La Corte di Cassazione ha ribadito questo principio in una recente sentenza 1315 del 2017. I giudici si sono occupati più volte di casi di licenziamenti ingiusti. Ad esempio, hanno affermato che, prima di licenziare, il datore ha il dovere di sentire il dipendente e accertarsi dei fatti accaduti, altrimenti il licenziamento è illegittimo. Anche in questo caso la Cassazione ha deciso per l’illegittimità del licenziamento. Si trattava di un dipendente che aveva discusso con toni animati con il suo responsabile. Aveva, però, poi svolto l’attività da lui richiesta.
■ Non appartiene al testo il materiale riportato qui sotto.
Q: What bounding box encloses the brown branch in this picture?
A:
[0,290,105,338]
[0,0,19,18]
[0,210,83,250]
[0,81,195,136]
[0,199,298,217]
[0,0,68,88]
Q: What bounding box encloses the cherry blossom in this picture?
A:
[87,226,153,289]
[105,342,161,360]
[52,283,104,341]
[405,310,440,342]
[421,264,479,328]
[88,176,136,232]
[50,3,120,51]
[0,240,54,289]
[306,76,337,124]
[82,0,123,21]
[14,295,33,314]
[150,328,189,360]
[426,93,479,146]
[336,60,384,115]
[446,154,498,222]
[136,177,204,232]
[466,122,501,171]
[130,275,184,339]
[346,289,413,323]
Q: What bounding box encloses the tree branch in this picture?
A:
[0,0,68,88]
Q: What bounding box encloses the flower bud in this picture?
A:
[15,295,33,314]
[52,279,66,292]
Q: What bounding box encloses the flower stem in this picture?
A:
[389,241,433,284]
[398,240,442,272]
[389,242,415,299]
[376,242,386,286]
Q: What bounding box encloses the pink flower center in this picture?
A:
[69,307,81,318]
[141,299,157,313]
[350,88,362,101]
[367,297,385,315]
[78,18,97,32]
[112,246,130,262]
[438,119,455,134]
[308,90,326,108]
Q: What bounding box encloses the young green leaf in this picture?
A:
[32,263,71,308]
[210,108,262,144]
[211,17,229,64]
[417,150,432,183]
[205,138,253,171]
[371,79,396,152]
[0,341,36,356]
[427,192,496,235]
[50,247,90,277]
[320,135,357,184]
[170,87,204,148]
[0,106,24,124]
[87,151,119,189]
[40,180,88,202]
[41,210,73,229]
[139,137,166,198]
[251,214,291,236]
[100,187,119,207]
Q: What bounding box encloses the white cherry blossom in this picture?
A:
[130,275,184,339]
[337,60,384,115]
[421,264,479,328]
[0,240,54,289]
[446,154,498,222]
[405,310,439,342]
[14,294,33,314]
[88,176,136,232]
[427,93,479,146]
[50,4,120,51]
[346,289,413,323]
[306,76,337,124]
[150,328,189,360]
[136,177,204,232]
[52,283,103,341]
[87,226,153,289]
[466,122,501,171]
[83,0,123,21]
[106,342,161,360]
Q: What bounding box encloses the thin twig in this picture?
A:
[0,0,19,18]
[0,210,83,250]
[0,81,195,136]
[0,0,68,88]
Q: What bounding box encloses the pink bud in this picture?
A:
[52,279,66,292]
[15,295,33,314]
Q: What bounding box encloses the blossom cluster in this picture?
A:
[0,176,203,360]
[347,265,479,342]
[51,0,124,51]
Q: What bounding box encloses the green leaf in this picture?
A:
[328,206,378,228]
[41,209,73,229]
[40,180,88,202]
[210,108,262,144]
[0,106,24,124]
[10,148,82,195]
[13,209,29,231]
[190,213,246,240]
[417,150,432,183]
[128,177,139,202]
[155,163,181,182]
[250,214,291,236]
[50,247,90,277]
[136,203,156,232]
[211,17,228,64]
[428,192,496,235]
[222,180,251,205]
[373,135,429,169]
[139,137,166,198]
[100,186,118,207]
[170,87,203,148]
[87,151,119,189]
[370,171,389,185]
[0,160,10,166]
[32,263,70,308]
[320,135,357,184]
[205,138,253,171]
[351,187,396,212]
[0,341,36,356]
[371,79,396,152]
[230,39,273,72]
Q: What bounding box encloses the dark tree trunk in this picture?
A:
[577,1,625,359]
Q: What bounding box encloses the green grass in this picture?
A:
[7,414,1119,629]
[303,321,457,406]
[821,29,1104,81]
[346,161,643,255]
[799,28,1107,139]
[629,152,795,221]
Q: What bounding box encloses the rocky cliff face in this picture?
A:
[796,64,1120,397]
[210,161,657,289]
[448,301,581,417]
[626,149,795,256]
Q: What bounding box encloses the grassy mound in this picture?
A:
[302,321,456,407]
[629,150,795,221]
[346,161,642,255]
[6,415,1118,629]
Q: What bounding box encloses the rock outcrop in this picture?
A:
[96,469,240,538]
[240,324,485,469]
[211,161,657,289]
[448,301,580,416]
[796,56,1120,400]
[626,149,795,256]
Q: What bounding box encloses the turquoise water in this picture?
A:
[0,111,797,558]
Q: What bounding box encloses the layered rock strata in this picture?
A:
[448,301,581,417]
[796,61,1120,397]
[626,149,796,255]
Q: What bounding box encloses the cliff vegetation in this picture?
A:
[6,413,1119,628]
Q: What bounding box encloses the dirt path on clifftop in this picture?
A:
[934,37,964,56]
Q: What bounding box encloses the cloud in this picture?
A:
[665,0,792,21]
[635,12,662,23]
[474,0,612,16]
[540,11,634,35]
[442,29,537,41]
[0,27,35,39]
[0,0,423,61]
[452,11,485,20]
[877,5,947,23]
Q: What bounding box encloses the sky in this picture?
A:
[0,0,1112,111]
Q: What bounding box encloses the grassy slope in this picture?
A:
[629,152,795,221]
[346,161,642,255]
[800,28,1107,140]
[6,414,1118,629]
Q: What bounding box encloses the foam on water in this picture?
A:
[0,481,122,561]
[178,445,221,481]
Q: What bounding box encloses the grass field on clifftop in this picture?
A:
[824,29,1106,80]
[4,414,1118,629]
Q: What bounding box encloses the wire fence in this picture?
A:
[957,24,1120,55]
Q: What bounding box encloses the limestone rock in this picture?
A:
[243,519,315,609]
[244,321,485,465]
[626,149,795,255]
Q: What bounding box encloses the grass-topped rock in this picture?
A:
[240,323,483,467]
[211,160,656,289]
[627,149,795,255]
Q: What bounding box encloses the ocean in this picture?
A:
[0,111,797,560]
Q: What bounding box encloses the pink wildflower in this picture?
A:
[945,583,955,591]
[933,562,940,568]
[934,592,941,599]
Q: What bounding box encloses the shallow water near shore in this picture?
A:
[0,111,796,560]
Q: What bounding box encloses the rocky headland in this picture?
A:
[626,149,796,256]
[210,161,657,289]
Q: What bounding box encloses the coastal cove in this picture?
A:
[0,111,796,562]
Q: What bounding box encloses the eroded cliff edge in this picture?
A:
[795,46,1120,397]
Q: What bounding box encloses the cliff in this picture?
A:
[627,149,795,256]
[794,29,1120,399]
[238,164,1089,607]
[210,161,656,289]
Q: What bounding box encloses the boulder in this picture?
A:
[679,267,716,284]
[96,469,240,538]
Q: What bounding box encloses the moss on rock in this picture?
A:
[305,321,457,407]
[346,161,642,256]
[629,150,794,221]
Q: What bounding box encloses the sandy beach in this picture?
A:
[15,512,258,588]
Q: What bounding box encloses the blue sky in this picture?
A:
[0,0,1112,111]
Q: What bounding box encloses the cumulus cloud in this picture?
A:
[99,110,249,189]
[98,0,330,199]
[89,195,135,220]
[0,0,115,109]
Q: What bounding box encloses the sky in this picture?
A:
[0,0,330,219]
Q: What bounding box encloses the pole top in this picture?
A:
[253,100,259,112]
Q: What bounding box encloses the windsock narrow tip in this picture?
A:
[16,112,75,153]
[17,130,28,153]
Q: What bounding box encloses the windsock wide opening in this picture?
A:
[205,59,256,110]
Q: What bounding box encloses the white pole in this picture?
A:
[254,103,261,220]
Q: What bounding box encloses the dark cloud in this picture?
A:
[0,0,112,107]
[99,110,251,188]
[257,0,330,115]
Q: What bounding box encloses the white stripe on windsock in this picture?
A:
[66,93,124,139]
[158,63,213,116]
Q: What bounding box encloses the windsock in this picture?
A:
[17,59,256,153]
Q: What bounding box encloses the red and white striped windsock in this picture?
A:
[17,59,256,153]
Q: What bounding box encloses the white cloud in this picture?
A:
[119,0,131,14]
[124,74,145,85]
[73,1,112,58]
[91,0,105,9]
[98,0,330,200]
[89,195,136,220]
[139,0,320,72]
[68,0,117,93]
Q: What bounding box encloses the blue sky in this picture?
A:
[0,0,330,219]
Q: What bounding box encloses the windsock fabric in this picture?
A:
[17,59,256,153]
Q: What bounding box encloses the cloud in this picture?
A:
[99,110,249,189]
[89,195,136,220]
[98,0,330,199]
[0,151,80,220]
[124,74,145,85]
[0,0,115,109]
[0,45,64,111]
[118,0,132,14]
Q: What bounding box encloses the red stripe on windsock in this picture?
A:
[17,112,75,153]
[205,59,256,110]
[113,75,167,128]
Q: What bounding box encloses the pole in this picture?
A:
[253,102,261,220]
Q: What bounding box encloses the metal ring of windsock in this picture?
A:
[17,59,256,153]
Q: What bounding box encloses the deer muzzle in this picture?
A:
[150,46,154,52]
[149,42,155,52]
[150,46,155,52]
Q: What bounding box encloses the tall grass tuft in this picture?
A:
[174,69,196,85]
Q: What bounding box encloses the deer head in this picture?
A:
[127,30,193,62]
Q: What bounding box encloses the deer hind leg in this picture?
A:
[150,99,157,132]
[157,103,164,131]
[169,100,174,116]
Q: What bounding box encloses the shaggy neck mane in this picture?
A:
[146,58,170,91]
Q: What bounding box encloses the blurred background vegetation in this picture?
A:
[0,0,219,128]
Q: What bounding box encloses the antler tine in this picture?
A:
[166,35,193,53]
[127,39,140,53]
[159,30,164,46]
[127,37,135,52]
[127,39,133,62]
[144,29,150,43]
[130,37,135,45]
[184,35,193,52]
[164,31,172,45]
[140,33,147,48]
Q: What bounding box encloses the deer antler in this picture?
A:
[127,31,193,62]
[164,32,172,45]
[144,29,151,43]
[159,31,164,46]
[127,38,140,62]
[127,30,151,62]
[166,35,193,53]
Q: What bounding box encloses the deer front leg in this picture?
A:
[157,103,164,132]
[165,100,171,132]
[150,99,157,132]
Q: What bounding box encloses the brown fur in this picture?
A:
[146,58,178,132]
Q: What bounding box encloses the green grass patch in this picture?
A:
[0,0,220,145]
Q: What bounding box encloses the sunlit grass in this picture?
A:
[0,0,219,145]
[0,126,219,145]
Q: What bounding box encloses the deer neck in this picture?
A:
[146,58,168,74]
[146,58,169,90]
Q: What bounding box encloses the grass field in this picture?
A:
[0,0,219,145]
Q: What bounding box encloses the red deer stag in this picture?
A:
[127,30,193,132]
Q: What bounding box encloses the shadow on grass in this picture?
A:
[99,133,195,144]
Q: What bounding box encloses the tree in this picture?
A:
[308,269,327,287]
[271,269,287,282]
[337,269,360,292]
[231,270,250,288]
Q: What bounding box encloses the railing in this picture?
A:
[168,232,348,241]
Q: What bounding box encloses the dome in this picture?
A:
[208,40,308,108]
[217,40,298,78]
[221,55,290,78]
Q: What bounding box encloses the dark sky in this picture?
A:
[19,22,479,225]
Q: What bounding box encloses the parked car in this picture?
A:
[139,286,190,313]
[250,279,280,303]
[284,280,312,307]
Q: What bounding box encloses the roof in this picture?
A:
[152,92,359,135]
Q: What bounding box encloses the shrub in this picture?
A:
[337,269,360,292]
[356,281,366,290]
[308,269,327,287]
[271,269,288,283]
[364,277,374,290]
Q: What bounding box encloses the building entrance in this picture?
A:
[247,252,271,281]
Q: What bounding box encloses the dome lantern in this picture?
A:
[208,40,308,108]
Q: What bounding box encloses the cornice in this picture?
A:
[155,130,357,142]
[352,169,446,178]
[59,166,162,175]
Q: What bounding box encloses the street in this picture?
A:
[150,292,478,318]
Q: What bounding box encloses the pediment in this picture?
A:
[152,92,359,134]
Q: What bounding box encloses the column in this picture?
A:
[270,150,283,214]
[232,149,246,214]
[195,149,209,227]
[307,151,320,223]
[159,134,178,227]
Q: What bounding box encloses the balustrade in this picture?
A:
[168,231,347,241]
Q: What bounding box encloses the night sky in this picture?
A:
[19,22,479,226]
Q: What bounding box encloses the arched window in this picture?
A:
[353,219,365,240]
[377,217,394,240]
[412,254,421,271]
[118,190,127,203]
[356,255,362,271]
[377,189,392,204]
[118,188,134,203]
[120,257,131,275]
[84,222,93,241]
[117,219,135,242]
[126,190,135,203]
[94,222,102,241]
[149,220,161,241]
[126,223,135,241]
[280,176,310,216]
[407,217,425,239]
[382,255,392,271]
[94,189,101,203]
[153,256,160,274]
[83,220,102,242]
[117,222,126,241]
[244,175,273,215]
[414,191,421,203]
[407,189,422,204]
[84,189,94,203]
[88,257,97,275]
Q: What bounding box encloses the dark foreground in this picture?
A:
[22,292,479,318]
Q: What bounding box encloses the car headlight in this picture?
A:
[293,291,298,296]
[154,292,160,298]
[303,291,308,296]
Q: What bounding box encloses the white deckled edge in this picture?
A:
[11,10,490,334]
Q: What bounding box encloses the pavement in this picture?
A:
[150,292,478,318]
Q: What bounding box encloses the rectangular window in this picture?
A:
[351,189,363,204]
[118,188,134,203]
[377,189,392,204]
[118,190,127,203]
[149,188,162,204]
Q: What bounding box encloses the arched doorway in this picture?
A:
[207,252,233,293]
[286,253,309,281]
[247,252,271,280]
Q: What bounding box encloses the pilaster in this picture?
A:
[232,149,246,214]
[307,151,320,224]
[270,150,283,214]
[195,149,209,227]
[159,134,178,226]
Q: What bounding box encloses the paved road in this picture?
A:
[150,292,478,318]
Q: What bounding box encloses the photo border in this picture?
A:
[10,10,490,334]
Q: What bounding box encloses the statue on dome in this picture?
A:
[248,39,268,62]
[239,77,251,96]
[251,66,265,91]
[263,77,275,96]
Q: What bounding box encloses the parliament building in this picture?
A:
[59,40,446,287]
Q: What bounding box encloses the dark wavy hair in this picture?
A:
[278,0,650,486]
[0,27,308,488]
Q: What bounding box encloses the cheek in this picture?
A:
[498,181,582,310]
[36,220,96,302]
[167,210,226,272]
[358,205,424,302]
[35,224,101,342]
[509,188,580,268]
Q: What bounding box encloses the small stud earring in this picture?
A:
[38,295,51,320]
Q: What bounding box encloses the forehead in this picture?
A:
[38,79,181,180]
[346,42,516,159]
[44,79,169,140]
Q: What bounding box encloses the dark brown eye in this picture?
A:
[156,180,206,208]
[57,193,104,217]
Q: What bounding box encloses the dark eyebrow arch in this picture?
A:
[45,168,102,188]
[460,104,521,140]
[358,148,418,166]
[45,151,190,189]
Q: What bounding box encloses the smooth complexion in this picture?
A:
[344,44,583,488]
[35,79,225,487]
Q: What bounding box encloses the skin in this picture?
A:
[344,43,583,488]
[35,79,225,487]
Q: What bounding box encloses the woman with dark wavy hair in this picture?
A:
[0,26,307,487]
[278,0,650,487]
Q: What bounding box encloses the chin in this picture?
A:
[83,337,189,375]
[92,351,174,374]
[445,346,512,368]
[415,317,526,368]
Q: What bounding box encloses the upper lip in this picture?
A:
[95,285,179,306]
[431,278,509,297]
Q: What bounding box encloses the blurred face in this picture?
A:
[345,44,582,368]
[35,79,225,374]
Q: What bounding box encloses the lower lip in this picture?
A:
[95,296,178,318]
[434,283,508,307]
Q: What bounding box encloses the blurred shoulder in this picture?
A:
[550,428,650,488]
Niente licenziamento per il lavoratore che tiene questo comportamento comune
L’azienda aveva, comunque, valutato che l’atteggiamento del dipendente violasse i suoi obblighi contrattuali e che avesse spezzato il rapporto di fiducia tra lui e il suo capo. Dunque, procedeva al licenziamento per giusta causa. Secondo la Cassazione la scelta del licenziamento costituiva una sanzione troppo severa e, quindi, sproporzionata rispetto alla condotta del dipendente. E per queste ragioni, da annullare. Dunque, attenzione al licenziamento per giusta causa. Il datore di lavoro, per evitare l’annullamento del licenziamento e il risarcimento al dipendente, deve essere sicuro della gravità del suo comportamento. Deve anche accertarsi di aver compiuto una completa istruttoria riguardo i fatti accaduti, altrimenti rischia di vedere il licenziamento annullato dal giudice.